The DGA asks via Burofax for the documentation of the paintings of Sijena al Mnac
The government of Aragon It will send, throughout this Wednesday, a bureaux so that the National Museum of Art of Catalonia (MNAC) contributes the documentation rigged to the paintings of the Sijena monastery exhibited in Barcelona and that they must return to the Cenobio by court order. It is the response of the regional executive on the third day of the work of the technicians in the facilities, when they have not yet been able to access these records on the state of conservation of the frescoes, an issue that was fixed in the resolution for the final execution of the Supreme Court Judgment.
“It is indispensable because it marks the traceability of the state of conservation and the operations that have been carried out throughout the years that the paintings have been in Catalonia,” explained the general director of Culture of the DGA, Pedro Olloqui.
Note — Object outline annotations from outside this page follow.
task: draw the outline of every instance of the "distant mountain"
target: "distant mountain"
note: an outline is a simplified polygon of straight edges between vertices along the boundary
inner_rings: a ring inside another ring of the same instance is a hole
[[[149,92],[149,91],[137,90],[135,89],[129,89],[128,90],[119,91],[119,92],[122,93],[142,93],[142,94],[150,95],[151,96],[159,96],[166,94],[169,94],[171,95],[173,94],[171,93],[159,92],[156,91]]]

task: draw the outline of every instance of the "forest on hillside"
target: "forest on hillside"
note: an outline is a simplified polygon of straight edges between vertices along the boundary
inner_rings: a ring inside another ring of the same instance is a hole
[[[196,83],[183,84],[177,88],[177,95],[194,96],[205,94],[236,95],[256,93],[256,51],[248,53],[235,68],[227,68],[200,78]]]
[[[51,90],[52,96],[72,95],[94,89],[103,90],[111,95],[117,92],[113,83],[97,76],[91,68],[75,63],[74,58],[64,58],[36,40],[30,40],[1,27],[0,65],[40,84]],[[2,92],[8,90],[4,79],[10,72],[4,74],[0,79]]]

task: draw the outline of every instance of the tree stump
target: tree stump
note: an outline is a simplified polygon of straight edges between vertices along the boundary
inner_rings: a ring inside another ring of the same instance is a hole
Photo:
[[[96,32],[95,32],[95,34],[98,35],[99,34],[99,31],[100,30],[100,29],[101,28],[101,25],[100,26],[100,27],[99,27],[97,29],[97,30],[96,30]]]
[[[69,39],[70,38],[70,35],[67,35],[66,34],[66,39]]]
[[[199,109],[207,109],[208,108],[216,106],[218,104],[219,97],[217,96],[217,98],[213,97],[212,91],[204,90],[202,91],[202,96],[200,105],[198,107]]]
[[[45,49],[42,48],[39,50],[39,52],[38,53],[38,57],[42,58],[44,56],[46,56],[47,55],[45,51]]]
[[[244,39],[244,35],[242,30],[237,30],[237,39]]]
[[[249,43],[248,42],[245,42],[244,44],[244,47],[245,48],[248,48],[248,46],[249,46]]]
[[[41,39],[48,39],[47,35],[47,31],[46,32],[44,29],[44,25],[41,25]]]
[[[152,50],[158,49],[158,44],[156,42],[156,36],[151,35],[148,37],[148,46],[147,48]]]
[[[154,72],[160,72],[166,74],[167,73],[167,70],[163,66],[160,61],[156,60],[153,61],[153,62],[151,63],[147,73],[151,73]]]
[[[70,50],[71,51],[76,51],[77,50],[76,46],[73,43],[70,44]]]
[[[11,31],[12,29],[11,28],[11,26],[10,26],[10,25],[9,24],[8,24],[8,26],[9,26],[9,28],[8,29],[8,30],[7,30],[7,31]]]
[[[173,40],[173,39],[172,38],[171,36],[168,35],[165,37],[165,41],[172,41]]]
The person in charge of the branch has recognized that they are not “optimistic” and has shaved the “attitude” and “behavior” of the MNAC. “It is a serious and important issue for us because there is a resolution and the Catalan institutions and the museum are obliged to deliver that documentation,” he insisted.
Olloqui also recalled that “the first hours” of the intervention in rooms 16 and 17 “were difficult for the technical team”, although the workers did “facilitate the work to the maximum”, not so, he said, the institutional representatives. The general director has pointed out that, in these three days, “the volume of information obtained is very high.”
In the following steps, Olloqui has continued, “physical samples will be taken to know more accurately” the state of conservation of the works. He has thus continue working and has said not wanting to “extend the tension beyond the reasonable.”
“Logically, it is part of the institutional discomfort that we are living and that is nothing more than a manifestation of this opposition that makes it difficult to proceed with the transfer of the paintings to the site from which they never had to leave, which is the monastery of Sijena,” he concluded.